La descente le long des côtes brésiliennes et argentines représente tout à fait l’esprit que Lionel donne à ses navigations : safe mais rapide, avec une excellente gestion mécanique. Gitana 13 est un bateau exigeant mais les travaux apportés par les membres du Gitana Team pour en optimiser les performances portent leurs fruits. C’est une réelle satisfaction collective, la réussite d’un travail d’équipe. J’ai trouvé que leur arrêt au stand, avant le Cap Horn, était une jolie histoire ; car si humainement cette situation a pu être très dure, elle nous ramène à l’humilité nécessaire face aux éléments.
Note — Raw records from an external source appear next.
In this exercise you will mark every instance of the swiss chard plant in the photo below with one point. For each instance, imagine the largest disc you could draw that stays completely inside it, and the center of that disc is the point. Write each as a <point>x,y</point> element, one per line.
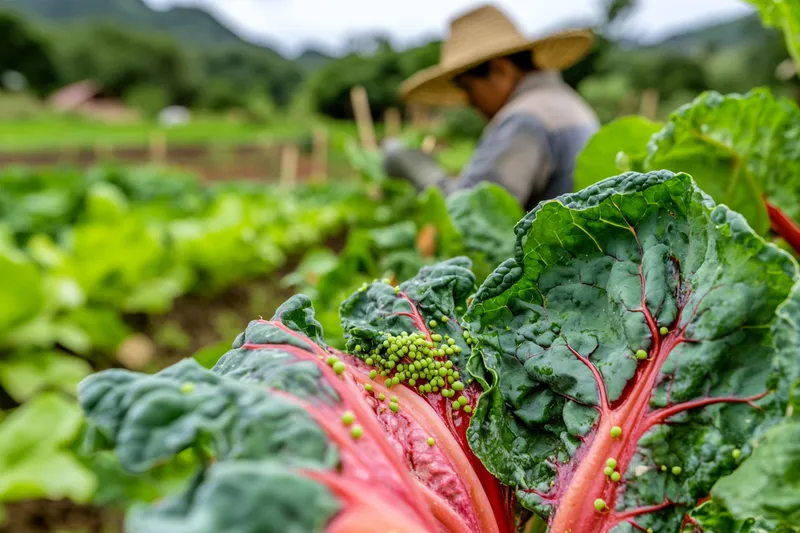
<point>297,436</point>
<point>742,149</point>
<point>632,352</point>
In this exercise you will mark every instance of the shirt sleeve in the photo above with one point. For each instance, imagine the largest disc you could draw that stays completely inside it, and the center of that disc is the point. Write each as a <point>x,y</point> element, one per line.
<point>515,154</point>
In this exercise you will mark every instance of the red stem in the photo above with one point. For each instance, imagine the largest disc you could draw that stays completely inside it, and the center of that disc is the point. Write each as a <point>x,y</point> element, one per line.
<point>783,225</point>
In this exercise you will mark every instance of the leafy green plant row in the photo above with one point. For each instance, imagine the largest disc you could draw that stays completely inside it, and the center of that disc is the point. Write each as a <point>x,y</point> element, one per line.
<point>632,367</point>
<point>79,251</point>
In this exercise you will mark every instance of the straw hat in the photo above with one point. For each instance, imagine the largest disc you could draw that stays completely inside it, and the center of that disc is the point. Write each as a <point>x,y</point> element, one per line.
<point>480,35</point>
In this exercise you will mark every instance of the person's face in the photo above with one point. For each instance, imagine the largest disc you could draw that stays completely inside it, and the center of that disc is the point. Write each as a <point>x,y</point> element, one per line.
<point>491,93</point>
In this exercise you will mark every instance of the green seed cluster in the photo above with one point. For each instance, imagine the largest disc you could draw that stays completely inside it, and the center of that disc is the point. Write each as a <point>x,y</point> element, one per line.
<point>422,364</point>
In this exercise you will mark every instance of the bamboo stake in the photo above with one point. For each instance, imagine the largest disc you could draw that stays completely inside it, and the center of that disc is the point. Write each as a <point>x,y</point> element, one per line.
<point>648,105</point>
<point>363,116</point>
<point>320,156</point>
<point>393,122</point>
<point>289,158</point>
<point>158,147</point>
<point>428,144</point>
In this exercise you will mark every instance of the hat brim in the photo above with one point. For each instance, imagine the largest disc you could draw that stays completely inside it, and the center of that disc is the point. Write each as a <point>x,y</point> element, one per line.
<point>434,86</point>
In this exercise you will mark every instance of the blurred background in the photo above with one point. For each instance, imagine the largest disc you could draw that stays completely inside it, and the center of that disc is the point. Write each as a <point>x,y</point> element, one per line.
<point>193,81</point>
<point>170,170</point>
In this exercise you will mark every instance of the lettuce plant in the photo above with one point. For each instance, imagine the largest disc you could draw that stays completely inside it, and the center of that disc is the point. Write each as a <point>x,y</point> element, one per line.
<point>628,352</point>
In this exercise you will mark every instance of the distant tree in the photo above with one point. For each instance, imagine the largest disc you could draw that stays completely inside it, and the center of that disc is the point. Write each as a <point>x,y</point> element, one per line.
<point>381,73</point>
<point>25,50</point>
<point>121,61</point>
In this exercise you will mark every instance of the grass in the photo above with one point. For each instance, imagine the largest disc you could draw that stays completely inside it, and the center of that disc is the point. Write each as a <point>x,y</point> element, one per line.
<point>52,132</point>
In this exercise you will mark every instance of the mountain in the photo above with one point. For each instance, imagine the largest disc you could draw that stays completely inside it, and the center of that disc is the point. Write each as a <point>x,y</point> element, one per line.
<point>190,25</point>
<point>738,32</point>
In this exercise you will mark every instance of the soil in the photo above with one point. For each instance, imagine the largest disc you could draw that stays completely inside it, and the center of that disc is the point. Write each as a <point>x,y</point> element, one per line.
<point>64,516</point>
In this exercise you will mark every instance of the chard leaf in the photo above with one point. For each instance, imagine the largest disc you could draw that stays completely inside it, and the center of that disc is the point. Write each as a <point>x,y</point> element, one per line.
<point>635,323</point>
<point>484,216</point>
<point>767,485</point>
<point>302,439</point>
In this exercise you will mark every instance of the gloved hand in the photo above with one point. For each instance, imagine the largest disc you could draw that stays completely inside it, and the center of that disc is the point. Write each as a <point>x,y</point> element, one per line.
<point>400,161</point>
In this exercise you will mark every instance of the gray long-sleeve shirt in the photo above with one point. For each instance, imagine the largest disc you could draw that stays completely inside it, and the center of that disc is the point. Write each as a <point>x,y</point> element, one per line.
<point>531,145</point>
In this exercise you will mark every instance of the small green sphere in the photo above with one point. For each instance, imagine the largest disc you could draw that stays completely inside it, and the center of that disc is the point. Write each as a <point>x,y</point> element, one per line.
<point>600,504</point>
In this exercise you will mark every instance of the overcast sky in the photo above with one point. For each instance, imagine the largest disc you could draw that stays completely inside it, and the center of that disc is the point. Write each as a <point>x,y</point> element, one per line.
<point>295,24</point>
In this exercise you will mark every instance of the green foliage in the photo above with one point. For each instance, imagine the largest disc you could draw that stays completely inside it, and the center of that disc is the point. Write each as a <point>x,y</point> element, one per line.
<point>35,461</point>
<point>380,73</point>
<point>713,139</point>
<point>766,486</point>
<point>784,14</point>
<point>26,50</point>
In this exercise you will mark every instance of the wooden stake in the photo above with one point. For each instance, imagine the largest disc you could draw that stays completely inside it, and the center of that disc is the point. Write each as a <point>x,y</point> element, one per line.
<point>648,106</point>
<point>393,122</point>
<point>158,147</point>
<point>320,156</point>
<point>289,158</point>
<point>363,116</point>
<point>428,144</point>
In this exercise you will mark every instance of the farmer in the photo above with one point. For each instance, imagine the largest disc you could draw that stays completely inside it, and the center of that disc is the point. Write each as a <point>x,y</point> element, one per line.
<point>538,124</point>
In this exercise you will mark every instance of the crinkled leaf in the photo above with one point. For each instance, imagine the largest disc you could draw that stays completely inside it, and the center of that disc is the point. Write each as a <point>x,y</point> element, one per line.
<point>152,418</point>
<point>636,262</point>
<point>738,148</point>
<point>289,422</point>
<point>243,497</point>
<point>767,485</point>
<point>484,216</point>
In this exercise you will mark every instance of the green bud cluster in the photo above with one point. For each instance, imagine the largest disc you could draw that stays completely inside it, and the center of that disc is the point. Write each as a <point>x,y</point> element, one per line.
<point>610,470</point>
<point>421,364</point>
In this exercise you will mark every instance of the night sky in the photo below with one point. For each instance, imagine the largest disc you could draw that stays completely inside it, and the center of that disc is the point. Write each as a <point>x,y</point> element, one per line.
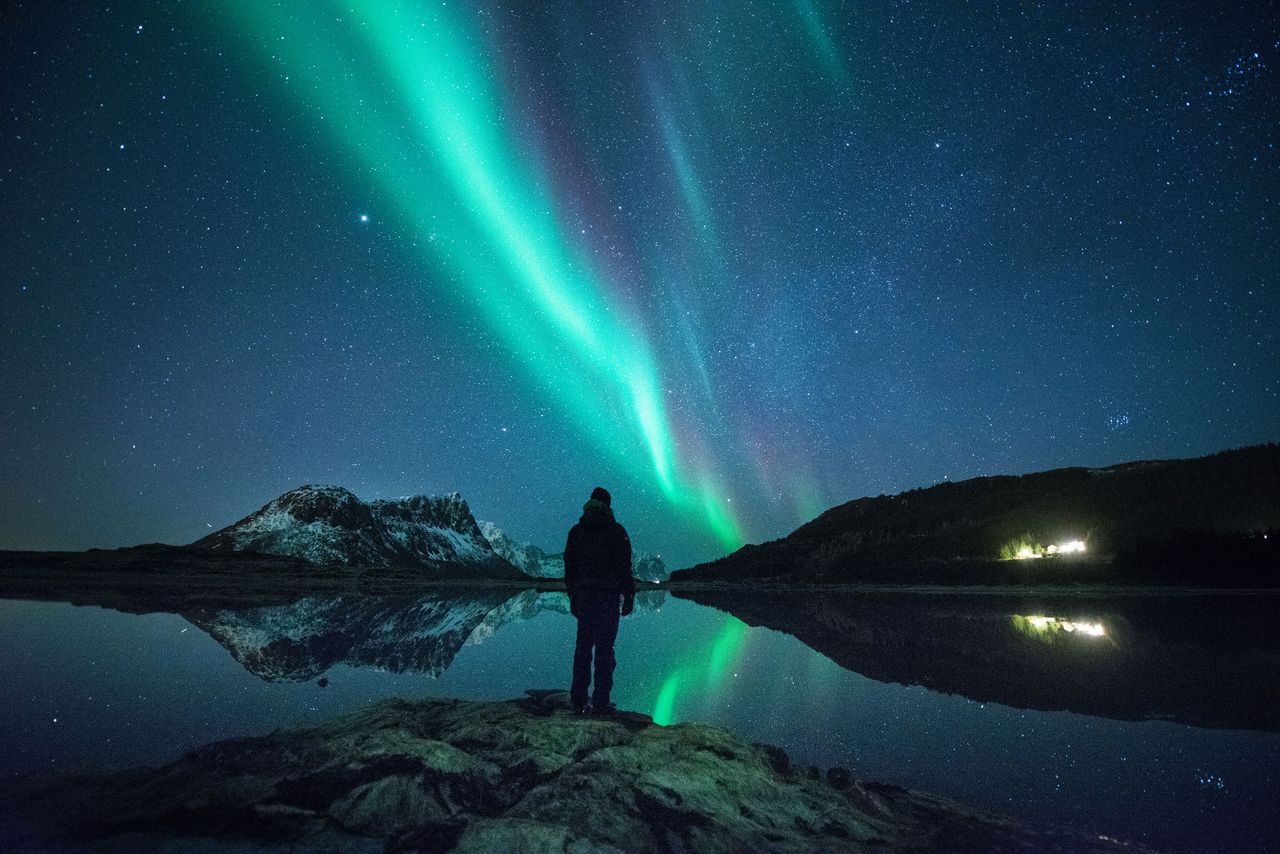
<point>736,261</point>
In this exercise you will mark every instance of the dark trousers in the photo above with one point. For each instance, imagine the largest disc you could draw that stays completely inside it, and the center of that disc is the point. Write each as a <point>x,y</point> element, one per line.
<point>597,629</point>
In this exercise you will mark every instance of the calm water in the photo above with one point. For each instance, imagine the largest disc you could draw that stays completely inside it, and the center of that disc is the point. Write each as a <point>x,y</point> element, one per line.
<point>90,686</point>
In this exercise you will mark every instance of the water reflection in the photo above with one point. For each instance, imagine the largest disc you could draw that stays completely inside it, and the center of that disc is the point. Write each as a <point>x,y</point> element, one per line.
<point>421,634</point>
<point>842,681</point>
<point>1206,661</point>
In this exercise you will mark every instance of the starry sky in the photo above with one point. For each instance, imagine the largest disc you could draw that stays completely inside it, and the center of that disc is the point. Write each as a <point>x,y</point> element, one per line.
<point>735,261</point>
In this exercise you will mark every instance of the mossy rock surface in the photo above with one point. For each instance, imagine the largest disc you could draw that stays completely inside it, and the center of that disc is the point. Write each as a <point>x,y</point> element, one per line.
<point>481,776</point>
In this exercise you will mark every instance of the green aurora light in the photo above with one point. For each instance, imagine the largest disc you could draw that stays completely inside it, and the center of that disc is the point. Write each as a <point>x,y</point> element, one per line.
<point>446,161</point>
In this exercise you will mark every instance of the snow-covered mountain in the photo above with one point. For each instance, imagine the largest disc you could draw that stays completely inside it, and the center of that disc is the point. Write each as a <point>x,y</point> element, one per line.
<point>330,525</point>
<point>534,561</point>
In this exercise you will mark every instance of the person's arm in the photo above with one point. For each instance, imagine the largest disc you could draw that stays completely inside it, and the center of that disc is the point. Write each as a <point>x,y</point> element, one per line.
<point>629,580</point>
<point>571,569</point>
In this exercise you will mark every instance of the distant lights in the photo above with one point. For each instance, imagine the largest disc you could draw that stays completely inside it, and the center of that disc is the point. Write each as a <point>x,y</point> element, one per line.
<point>1027,552</point>
<point>1043,625</point>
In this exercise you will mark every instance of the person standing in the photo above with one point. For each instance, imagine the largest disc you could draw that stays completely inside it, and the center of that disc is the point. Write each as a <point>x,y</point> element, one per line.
<point>600,589</point>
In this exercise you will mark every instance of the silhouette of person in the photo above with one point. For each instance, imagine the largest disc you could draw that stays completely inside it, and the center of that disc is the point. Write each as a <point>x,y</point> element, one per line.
<point>600,589</point>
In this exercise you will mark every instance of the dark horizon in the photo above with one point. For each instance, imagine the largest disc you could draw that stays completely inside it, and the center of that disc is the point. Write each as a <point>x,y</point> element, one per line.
<point>737,266</point>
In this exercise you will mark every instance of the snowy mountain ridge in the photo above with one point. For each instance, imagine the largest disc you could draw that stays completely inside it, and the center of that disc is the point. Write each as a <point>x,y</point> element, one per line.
<point>534,561</point>
<point>329,525</point>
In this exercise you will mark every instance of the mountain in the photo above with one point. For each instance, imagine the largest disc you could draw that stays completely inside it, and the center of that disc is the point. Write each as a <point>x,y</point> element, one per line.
<point>304,639</point>
<point>1198,521</point>
<point>534,561</point>
<point>329,525</point>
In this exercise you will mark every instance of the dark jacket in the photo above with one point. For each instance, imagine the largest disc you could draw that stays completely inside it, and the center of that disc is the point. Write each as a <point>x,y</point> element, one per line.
<point>598,553</point>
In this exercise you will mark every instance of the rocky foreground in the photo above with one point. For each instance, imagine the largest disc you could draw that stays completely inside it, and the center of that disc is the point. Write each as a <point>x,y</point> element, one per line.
<point>508,776</point>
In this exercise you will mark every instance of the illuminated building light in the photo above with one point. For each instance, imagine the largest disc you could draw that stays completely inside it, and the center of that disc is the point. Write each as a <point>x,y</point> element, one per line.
<point>1041,624</point>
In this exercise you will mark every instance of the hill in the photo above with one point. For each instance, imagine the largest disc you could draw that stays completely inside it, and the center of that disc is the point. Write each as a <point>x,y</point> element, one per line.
<point>1201,521</point>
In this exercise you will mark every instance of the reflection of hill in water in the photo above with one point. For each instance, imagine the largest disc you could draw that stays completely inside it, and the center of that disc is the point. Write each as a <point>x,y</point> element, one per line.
<point>1206,661</point>
<point>302,639</point>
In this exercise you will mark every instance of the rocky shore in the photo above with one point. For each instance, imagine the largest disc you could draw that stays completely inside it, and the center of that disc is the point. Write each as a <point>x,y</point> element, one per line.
<point>440,775</point>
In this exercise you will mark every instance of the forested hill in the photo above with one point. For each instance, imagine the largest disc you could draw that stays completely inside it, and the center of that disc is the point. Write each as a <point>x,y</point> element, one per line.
<point>1176,517</point>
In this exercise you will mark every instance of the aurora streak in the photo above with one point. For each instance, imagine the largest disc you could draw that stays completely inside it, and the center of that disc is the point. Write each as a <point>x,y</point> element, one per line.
<point>446,159</point>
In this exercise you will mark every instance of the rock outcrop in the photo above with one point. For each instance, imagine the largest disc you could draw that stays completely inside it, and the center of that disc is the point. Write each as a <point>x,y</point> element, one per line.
<point>510,776</point>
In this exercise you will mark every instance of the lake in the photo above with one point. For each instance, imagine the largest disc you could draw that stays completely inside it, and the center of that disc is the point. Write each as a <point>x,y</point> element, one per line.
<point>1153,718</point>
Car la marine à voile rappelle au genre humain que seuls les éléments décident ! Après cinq jours de patience au « bout du monde » ils sont parvenus à se faufiler dans un trou de souris pour reprendre leur route. Bien que la fin de parcours s’annonce délicate, au près – une allure que n’affectionne pas vraiment Gitana 13 – je suis persuadé qu’ils sauront conclure la première aventure de cette saison 2008 de très belle manière. »

Le carnet de bord de Nicolas Raynaud

Plus vite que les routages

Hier a été notre meilleure journée depuis le passage du Horn, tout simplement. 400 milles de gain vers le but, mais plus de 520 milles effectués sur la grande bleue. Une bonne journée, avec aucun changement de voiles, la seule manœuvre consistant à exécuter des empannages pour rester dans la bonne veine de vent générée par l’anticyclone de Pâques. A l’image du Pacifique, qu’il est grand cet anticyclone, qu’il est long à contourner mais l’important est qu’on « explose » toutes les prédictions de routage. Nous sommes en avance sur eux, ce qui est toujours bon signe puisque ce logiciel passe à la moulinette les champs de vent des jours à venir avec les performances (les polaires de vitesse) de Gitana 13. Ce savant calcul informatique délivre alors la meilleure route à suivre pour exploiter au mieux les conditions de vent que nous sommes censés rencontrer.

Du coup, Nuage Mort vient de gagner le droit de s’appeler Grand Nuage Mort. Il faut dire que ce surnom va comme un gant à notre navigateur Dominic Vittet. Il fait partie de ces personnages qui aiment parler avec leurs mains. Dans l’espace, il ne cesse de positionner d’une main un centre d’anticyclone, de l’autre une courbe isobarique qui se transforme en direction de vent, les mains se mouvant alors en un étrange ballet représentant tour à tour des dorsales, des fronts et autres champs de vent. Ce langage des signes, un sourd et muet n’y comprendrait rien et nous non plus parfois. Mais comme Grand Nuage Mort est également un grand bavard, on acquiesce tous en cœur sinon cela n’en finirait pas.

Comme cela, les journées passent, avec du gris ou du bleu dans le ciel, des levers et couchers de soleil plus ou moins brillants mais qui sont à chaque fois un spectacle à part entière. Mais hier le fait du jour a été incontestablement le passage sous le vent de deux « cailloux » perdus au milieu de tout ce vide car situés à 500 milles de la côte chilienne. Nous sommes passés tout prêt des îles San Ambrosio et San Felix. Cette dernière, la plus grande avec ses deux milles de longueur, était bardée d’antennes, de petites cases et d’une piste d’atterrissage. Certainement une base militaire doublée sans doute d’une station météo. Ce bout de terre sans arbre ni végétation apparente ne donnait nulle envie de s’arrêter, ce qui ma foi tombait fort bien.